Despite its slightly longer training time than the RS-Transformer, the RS-LSTM-Transformer model demonstrates a more concentrated distribution of training time results. This efficiency can be attributed to incorporating an LSTM layer into the input section, which optimizes data processing and facilitates model convergence. The reduction in complexity and information volume handled by subsequent layers, particularly the Transformer, contributes to improved training efficiency and stability, enhancing the overall performance of the RS-LSTM-Transformer model.
Evaluations were extended to the Guxian watershed in the Luo River to assess the RS-LSTM-Transformer model's versatility and showcase its applicability across different hydrological contexts.
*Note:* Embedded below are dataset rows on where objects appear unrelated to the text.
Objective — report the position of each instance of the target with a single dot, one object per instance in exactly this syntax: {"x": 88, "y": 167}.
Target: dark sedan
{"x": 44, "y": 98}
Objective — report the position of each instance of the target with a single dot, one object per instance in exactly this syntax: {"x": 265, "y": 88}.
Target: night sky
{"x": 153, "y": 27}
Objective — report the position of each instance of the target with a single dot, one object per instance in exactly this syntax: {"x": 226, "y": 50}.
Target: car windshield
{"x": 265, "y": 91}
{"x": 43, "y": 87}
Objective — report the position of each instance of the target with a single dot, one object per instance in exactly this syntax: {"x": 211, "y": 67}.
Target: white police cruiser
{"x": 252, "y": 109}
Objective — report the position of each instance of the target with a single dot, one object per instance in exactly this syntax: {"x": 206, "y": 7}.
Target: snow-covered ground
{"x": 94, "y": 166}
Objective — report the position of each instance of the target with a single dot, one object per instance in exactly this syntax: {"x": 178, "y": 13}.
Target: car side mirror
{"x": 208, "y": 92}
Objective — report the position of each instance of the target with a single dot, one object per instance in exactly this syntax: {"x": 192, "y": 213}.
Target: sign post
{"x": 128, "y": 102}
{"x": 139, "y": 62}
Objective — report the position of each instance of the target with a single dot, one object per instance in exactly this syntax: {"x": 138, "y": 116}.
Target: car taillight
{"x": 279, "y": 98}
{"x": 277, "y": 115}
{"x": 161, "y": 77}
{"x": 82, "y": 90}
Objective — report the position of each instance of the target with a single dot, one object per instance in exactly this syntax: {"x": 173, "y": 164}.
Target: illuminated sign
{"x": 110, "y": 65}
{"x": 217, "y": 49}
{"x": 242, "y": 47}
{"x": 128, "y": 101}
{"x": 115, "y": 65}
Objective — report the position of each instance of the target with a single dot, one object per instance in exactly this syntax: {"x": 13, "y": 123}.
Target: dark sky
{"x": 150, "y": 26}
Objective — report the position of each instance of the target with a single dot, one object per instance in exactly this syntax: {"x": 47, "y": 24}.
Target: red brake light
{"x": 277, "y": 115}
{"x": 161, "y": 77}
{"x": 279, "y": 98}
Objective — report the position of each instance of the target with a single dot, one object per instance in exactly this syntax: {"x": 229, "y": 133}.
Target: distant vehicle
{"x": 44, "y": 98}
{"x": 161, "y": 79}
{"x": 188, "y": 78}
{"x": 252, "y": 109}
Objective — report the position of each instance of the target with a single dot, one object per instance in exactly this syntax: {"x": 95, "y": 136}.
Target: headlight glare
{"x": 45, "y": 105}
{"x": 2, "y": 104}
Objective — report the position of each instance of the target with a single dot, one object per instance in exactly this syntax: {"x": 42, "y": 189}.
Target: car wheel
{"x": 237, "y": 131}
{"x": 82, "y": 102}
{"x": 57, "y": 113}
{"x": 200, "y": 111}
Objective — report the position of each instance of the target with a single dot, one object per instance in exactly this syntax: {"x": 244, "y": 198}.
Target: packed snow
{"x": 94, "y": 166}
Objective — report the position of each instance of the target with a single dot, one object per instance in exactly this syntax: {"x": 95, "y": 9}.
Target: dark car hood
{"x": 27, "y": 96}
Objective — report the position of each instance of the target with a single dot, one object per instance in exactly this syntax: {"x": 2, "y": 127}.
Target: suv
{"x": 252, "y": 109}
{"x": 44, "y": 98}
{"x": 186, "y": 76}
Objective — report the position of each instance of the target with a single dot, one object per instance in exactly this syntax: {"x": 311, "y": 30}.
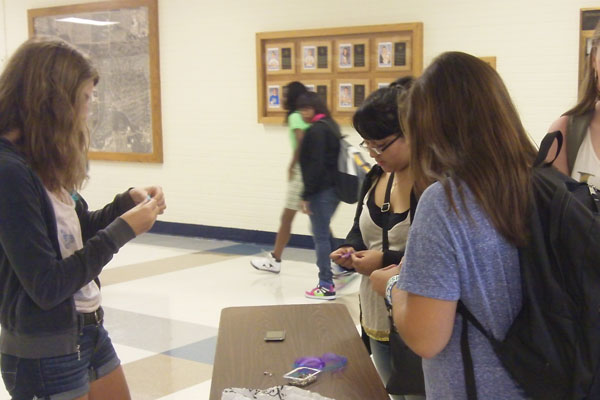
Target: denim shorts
{"x": 63, "y": 377}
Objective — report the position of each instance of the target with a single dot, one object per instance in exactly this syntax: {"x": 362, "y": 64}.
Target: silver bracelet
{"x": 388, "y": 289}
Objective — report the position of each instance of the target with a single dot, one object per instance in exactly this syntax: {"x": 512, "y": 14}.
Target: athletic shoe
{"x": 339, "y": 272}
{"x": 321, "y": 293}
{"x": 267, "y": 263}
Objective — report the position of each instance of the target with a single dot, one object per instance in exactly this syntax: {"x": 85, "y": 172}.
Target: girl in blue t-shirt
{"x": 466, "y": 136}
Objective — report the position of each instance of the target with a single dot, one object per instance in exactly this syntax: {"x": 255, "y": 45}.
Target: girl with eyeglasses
{"x": 363, "y": 251}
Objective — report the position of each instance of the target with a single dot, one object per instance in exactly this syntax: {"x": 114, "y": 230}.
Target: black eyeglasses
{"x": 379, "y": 149}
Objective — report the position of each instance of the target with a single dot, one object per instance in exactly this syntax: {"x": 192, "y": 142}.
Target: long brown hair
{"x": 588, "y": 88}
{"x": 41, "y": 94}
{"x": 462, "y": 124}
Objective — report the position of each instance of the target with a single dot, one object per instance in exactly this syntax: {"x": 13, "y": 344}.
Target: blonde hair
{"x": 41, "y": 95}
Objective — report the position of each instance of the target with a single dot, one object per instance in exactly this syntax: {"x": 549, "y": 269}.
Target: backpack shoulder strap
{"x": 332, "y": 127}
{"x": 577, "y": 126}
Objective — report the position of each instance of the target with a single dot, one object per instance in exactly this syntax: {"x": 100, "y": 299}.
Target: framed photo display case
{"x": 589, "y": 18}
{"x": 343, "y": 65}
{"x": 121, "y": 38}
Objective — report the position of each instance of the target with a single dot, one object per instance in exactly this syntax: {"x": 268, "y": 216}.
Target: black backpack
{"x": 351, "y": 167}
{"x": 552, "y": 349}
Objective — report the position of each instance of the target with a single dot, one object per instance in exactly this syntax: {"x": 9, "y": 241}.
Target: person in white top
{"x": 579, "y": 155}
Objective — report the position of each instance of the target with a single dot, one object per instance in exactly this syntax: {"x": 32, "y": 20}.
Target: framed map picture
{"x": 121, "y": 38}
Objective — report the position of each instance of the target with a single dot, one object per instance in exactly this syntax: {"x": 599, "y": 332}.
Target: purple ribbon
{"x": 327, "y": 362}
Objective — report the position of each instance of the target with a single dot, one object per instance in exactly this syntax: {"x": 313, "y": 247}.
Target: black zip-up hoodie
{"x": 318, "y": 156}
{"x": 37, "y": 310}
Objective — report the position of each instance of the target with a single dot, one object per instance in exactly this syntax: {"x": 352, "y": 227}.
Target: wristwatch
{"x": 388, "y": 289}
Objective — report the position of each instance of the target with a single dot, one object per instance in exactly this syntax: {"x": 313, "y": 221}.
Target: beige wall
{"x": 222, "y": 168}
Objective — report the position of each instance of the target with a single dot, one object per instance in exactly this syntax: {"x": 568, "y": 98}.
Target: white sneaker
{"x": 267, "y": 263}
{"x": 339, "y": 272}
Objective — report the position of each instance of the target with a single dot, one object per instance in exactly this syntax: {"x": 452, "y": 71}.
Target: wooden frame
{"x": 588, "y": 19}
{"x": 284, "y": 62}
{"x": 357, "y": 55}
{"x": 322, "y": 87}
{"x": 382, "y": 82}
{"x": 408, "y": 37}
{"x": 350, "y": 94}
{"x": 321, "y": 57}
{"x": 393, "y": 53}
{"x": 121, "y": 38}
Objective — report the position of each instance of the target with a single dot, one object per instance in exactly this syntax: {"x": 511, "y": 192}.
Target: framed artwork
{"x": 322, "y": 87}
{"x": 589, "y": 18}
{"x": 273, "y": 61}
{"x": 344, "y": 56}
{"x": 382, "y": 82}
{"x": 121, "y": 38}
{"x": 316, "y": 57}
{"x": 274, "y": 93}
{"x": 393, "y": 53}
{"x": 279, "y": 58}
{"x": 352, "y": 55}
{"x": 350, "y": 94}
{"x": 341, "y": 64}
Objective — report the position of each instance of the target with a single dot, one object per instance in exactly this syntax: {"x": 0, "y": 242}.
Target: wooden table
{"x": 242, "y": 355}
Comparisons with the LSTM-Transformer and transformer models in the Guxian watershed reaffirm the superior performance of the RS-LSTM-Transformer.
With highly accurate predictions, even in diverse environmental settings, the RS-LSTM-Transformer underscores its potential as a versatile tool for flood forecasting. Its ability to adapt to varying climates, land uses, and hydrological characteristics positions the RS-LSTM-Transformer as a promising solution for improving flood prediction accuracy in diverse geographical regions.
Conclusion
To sum up, the RS-LSTM-Transformer hybrid model significantly improved rainfall-runoff simulation by integrating LSTM into the transformer framework and optimizing parameters through RS optimization. It consistently outperformed other models across 98 flood instances, demonstrating high accuracy and robustness, especially in the Jingle watershed of the Yellow River. Challenges include data quality and computational demands, suggesting potential avenues for future research to enhance accuracy and stability, such as integrating physics-based models and testing transferability across diverse conditions.